WASHINGTON -- Anthony Rendon couldn't remember having this kind of day at any level of his baseball career. But his record-setting performance helped pave the way for the Nationals' offensive outburst in a 23-5 victory against the Mets on Sunday afternoon.
Rendon went 6-for-6 with three home runs and 10 RBIs, setting a new Nationals franchise record for most RBIs in a single game and shattering his career high of four. Only two players in MLB history have ever had six hits and driven in 10 runs in game, Rendon and Walker Cooper, who did it for the Reds in 1949, although Cooper went 6-for-7.
On one afternoon, Rendon exceeded his production this season. He entered the game without a homer on the season and with just five RBIs in his first 95 plate appearances.
Then, in the first inning he knocked in a pair with a two-run single off Mets right-hander Noah Syndergaard. Rendon hit a solo homer in the third inning and a three-run homer in the fourth, both off left-hander Sean Gilmartin, to notch his first career multi-homer game. Then in the fifth, Rendon just missed a grand slam off right-hander Fernando Salas as the ball traveled 388 feet but bounced off the wall in right-center field.
The double gave Rendon nine RBIs on the day, breaking the Nationals' franchise record for RBIs in a game after four players had recorded eight. Rendon realized he must be in the midst of something special, which was only confirmed when Stephen Drew approached him on the bench.

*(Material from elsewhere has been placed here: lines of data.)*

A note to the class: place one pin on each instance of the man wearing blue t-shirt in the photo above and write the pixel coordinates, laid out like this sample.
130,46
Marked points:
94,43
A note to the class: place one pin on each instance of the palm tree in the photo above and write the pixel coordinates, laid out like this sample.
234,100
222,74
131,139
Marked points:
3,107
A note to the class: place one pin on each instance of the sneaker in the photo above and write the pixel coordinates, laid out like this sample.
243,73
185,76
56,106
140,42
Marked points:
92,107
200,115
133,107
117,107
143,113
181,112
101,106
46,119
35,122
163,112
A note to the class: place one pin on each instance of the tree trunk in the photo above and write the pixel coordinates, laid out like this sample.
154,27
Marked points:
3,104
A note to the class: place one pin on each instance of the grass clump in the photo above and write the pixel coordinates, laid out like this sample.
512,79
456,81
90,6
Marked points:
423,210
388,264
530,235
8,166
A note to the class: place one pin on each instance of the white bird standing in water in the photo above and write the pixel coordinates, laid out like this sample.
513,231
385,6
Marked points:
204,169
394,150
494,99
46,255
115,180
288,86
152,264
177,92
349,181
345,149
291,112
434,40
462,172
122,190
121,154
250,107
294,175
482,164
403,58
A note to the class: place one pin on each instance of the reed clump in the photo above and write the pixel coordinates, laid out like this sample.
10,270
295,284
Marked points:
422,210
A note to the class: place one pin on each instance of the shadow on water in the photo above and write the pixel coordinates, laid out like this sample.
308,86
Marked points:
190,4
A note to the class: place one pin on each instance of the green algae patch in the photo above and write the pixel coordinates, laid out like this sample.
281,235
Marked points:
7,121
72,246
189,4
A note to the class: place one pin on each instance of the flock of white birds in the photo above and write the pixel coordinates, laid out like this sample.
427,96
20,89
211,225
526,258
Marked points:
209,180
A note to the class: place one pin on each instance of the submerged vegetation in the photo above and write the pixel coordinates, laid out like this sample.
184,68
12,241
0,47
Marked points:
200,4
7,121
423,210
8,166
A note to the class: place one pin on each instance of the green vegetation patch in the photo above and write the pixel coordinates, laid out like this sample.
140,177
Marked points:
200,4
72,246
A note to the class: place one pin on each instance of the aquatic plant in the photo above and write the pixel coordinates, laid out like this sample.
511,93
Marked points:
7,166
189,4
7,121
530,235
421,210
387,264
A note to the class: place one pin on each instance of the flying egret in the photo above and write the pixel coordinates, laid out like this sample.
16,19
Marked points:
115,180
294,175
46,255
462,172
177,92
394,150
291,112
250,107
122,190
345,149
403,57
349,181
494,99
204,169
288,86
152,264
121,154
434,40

"I think he told me, 'That's a record! I'm glad I was here to watch it,'" Rendon said. "That's when I knew for sure."
Some of the players around the Majors who began the day with fewer RBIs than Rendon collected on Sunday include Jose Bautista of the Blue Jays, Carlos Beltran of the Astros, Carlos Gonzalez of the Rockies and Eric Hosmer of the Royals. Rendon became the 13th player in MLB history with 10 RBIs in a single game and first since Garrett Anderson in 2007. The Major League record for RBIs in a single game is 12, achieved by Jim Bottomley in 1924 and Mark Whiten in '93.
After the game, six cans of beer had been placed on the floor by Rendon's locker -- one for each hit. In his locker sat the ball from his ninth RBI and the ball from his homer from the eighth inning, which had been marked with his final statline.
"That was ridiculous," right-hander Joe Ross said. "I was pretty impressed when Trea [Turner] hit for the cycle the other day. I mean [Rendon] had six hits and three homers. I don't think he'll ever do that again. I mean, it's pretty ridiculous."